What Really Matters
Food is integral part of the holidays, but remember to focus on family and friends, laughter and good times.
Eat Mindfully
– Don’t skip meals to save up for a big dinner; stick to your routine eating habits
– Snack before parties; don’t go out on an empty stomach
– Focus on slowing down and enjoying your food (put down your fork, chew slowly)
– Keep hydrated
Party Time
– Contribute a healthy dish
– Don’t stand next to the food table
– Buffets: wander around the food table first checking out the options, you will be less likely to overindulge while choosing the food you love
– Pick colorful food items
– Take 10 minutes before seconds: your stomach needs time to signal your brain that you’re full. Drink some water and recheck your appetite.

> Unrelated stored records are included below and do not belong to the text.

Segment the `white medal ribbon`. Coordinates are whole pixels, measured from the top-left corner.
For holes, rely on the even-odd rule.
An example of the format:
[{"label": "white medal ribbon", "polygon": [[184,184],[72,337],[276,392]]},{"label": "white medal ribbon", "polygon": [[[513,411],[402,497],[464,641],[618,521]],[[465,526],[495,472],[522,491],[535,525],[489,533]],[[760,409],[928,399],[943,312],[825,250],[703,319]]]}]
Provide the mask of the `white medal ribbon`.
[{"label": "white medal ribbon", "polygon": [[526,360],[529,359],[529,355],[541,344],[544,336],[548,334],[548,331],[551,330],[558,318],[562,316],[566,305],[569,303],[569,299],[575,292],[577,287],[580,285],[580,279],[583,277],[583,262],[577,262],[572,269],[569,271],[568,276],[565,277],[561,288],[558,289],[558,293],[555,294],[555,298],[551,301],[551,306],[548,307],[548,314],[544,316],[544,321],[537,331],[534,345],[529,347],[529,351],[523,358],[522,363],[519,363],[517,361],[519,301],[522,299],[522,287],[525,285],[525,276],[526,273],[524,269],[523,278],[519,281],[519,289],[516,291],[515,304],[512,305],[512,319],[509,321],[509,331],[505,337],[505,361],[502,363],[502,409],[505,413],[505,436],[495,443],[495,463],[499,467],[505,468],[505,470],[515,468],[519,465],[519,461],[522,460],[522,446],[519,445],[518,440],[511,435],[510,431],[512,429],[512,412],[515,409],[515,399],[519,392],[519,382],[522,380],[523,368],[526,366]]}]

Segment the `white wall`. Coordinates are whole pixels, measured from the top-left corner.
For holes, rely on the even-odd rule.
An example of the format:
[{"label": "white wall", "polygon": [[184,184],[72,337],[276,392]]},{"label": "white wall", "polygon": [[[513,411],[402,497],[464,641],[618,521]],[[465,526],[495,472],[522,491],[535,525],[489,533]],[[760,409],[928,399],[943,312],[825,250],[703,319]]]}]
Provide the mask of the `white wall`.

– Politely say no to food pushers
Choosing Drinks
– Water combats fatigue and helps you drink less caffeinated beverages
– Alcohol: avoid on an empty stomach, increases your appetite and diminishes ability to control what you eat, have a glass of water or juice flavored seltzer in between drinks
Your Health
– Keep energy up by reducing stress, staying hydrated, pacing yourself
– Exercise: Suggest dancing or a walk before the big meal, or between dinner and dessert
– Be conscious of vital nutrients. Vitamin C, magnesium, calcium, zinc, and B vitamins help body with stress
– Practice gratitude
– Slow it down and take time for yourself to relax
Don’t Overly Restrict
– Choose healthy portions and enjoy small splurges
– Savor seasonal treats
– It’s okay to indulge or overeat once in a while
– Stop the guilt.
And, just in case you forgot,
Don’t Shop Hungry – eat before you go shopping so scents of foods don’t tempt you to gobble up treats you don’t need
[In her retirement, CJ Austin continues to read, write, publish and share insights from her professional background (marriage and family therapy) with others. Contact: cjaustinauthor@gmail.com]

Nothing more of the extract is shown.